皇太女遇刺的事情震惊整个东宫,更让人气愤的是,侍卫们没能抓到丢出匕首的贼人,居然让他跑掉了。
收到遇刺的消息后,宋昀然、乔东瑜、凌夜先后赶到书房。凌夜是个急性子,不顾礼节径直推门。
没想到,他们居然看到夏柔靠在萧枫怀里休憩的画面。萧枫坐如一口钟,给了夏柔足够的安全感,才让她摆脱整夜的噩梦。
“这就是你说的遇刺?”凌夜咬牙切齿。
“凌侧君,你要对殿下有基本的礼数。”宋昀然看了一眼凌夜,将眼神落在夏柔与萧枫交叠的掌心里。
他虽然与夏柔有过同床,却没有这般亲密无间的肢体接触。

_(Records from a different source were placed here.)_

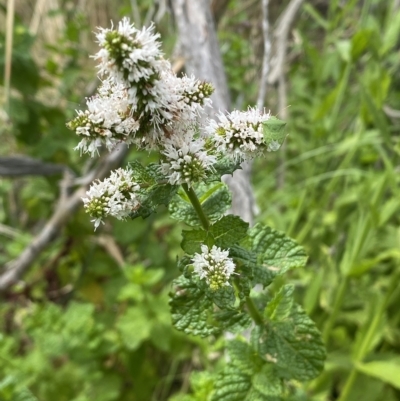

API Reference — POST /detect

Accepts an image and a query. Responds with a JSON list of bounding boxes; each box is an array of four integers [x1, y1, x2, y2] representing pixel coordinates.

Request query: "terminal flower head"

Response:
[[193, 245, 235, 291], [82, 168, 140, 229], [205, 108, 270, 161]]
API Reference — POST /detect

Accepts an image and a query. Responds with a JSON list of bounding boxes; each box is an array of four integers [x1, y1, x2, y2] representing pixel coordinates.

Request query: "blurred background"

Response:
[[0, 0, 400, 401]]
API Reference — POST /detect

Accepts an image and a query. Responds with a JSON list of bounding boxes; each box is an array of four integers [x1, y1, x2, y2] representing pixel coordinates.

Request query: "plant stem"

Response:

这一瞬间,宋昀然心中燃起嫉妒之火。
这团火短暂,却又炽热。
“啊,你们来了。”夏柔揉了揉眼睛,在萧枫的搀扶下站了起来。
“亏得我们都在担心你,没想到,你居然……”
“刺客有抓到吗?”萧枫冷冷开口,打断凌夜的抱怨,“匕首上有毒,太医说,毒性比前次温酒中的寒毒更强。”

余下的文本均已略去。